Michelle Cheung Weng
LTA Undergraduate Scholar

Designation: Assistant Environmental Manager,
Safety (Environmental) Division

Studied: Bachelor of Engineering
(Environmental Engineering),
National University of Singapore

“We also encourage contractors to partake in simple things such as rainwater harvesting and greening-up of site offices with plants. These are things we strongly support and continually encourage.”

At the corporate level, Michelle also busies herself with meeting government agency representatives from the National Environment Agency (NEA), PUB the Water Agency or the Urban Redevelopment Authority (URA) to conduct research projects on greening initiatives or simply exchange insights about on-site recycling.

But working with contractors and other stakeholders, both from the public and the Government, comes with its fair share of challenges, considering that conflict of interests often arise from the effusion of differing perspectives.

Michelle shares humbly, “Balancing various viewpoints was certainly a challenge I initially faced. But you learn to compromise as you go along and how to better understand another’s difficulties. It is important to find a way to balance resources such as cost and time to ensure a project’s steady progress.”

A place to learn

As someone who has always been passionate about initiatives that promote saving the earth, Michelle knew she wanted a career that would be reflective of this passion. She did not apply for a scholarship with government agencies that deal straightforwardly with environmental concerns (such as NEA and PUB) as she found it more meaningful to apply her interest in a different industry while being able to make the same impact.

And because she marveled at intelligent transport systems from which she benefitted during her overseas trips, she decided to capture the best of both worlds by pursuing NUS’ Bachelor of Engineering (Environmental Engineering) with a scholarship offered by LTA.

Michelle’s scholarship allowed her a wide range of internship opportunities to choose from. She was attached to the Safety (Environmental) Division during her first internship and had such a good experience that she wanted to kick-start her career there.

Her second internship with the Research and Publication division, combined with the workshops to which she was invited regularly, gave her exposure to policy-making and a broad perspective of LTA’s diversified operations.

The learning did not stop after she graduated from school – in fact, more learning opportunities awaited and continue to await her. She is currently looking forward to a cross-departmental rotation to the Rail (Civil) Division, where her new role will comprise the application of both civil engineering and project management.

She tells us, “LTA scholars are slated for rotation to another division every two years to gain exposure to the operations of various divisions. In my next division, I would be able to capitalise on my prior environmental management knowledge to influence environmentally-friendly regulations and simultaneously learn new things.”

A fulfilling journey

With all these learning experiences, Michelle is glad her job is not desk-bound and she has plenty of opportunities to put theory into practice.

"Even though I am not directly contributing to the construction of these stations, it is important that I help ensure these stations are built responsibly."
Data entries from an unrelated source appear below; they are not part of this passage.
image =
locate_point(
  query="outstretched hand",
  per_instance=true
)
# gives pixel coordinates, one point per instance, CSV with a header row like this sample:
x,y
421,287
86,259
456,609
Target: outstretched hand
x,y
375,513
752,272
When required, Michelle can be found on-site with core civil engineering teams to help oversee each project’s community and environmental impact. Both the civil engineering team and Michelle’s environmental engineering team work together to ensure that LTA’s works proceed as seamlessly as possible without undue impact to the surrounding people or environment.

She is currently working with the Downtown Line’s Civil Construction Team to build tunnels along the Hume Avenue, Beauty World, King Albert Park and Sixth Avenue stations as well as with the team connecting the stations between the Stevens and Havelock stations on the upcoming Thomson East Coast line.

She muses, “Even though I am not directly contributing to the construction of these stations, it is important that I help ensure these stations are built responsibly.”

All in all, Michelle has numerous responsibilities riding on her shoulders, especially when she is required to wield critical problem-solving skills to deliver fast-changing Ministry-level objectives. However, she is thankful that LTA has introduced her to mentors from whom she can seek invaluable guidance and advice. “We are able to pick from three deputy group directors to be our mentors. Our mentors are generous with insights from which we learn immensely and always willing to share their past experiences. I will soon work more closely with my mentor when he becomes my boss in my next rotation!” she enthuses.

Michelle’s excitement about her duties speaks highly about her passion for her work. For aspiring LTA scholars, Michelle advises, “In addition to having an interest in the transport system, it is important to possess enthusiasm and the eagerness to learn. I intend to remain here in the long run because there are so many opportunities to take up and learn from. The things you learn here are things you don’t learn in school, so find fulfilment in learning and enjoy the journey here at LTA.”